GTX 560 - How much work-items i set?


I’m a bit lost to know how much of work-items i have to put to run my application.
Cause, the concept of processing elements is different in AMD and Nvidia GPUs (Cuda Core and Stream Cores).

In a GTX 560 specifications says that have 336 Cuda Cores, this means that i have to put 336 work-items to have a full possibility and power of paralelization, of this GPU?


Usually the number of work items is determined by the problem. i.e. just use 1 work item per output pixel or whatever.

Otherwise a reasonable general rule of thumb for all gpus is Nx64 work items per compute unit, where N is 4-16 (or more) - the ideal N is dependent on the code you’re running as much as it is the architecture it’s running on, so just experiment.

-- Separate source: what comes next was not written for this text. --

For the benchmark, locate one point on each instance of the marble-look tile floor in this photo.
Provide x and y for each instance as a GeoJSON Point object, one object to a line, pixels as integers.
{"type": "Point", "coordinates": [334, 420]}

You must have many threads per core in order to hide memory latency and achieve high parallelism of the alus. But if the code is ALU bound, this isn’t so important.


Very thanks for your answer.

When i read a doubt emerged.

In a GTX 560, for instance, have 7 Compute Units, so i will create only 7 Work-Groups with more work-items inside?
Or can i create more work-groups with less work-items, provided that the number of work-groups is a multiple of 7?

Very Thanks,

My answer covered these cases.

Apart from general answers: You have that device, you know what you’re coding - it is up to you to see what works for your case and to experiment to see if improvements can be made.


It’s not clear yet.

Cause, when if work with CPU, always have to put the number of threads equal a number of Processing Elements. If you put more will generate concurrency. And, in CPU generally is 2 potency a number or processing elements, so when you split your workload you will split in a number that is a 2 potency.

In the GPU, get the GTX 560 for instance that have 7 compute units, will follow the same pattern?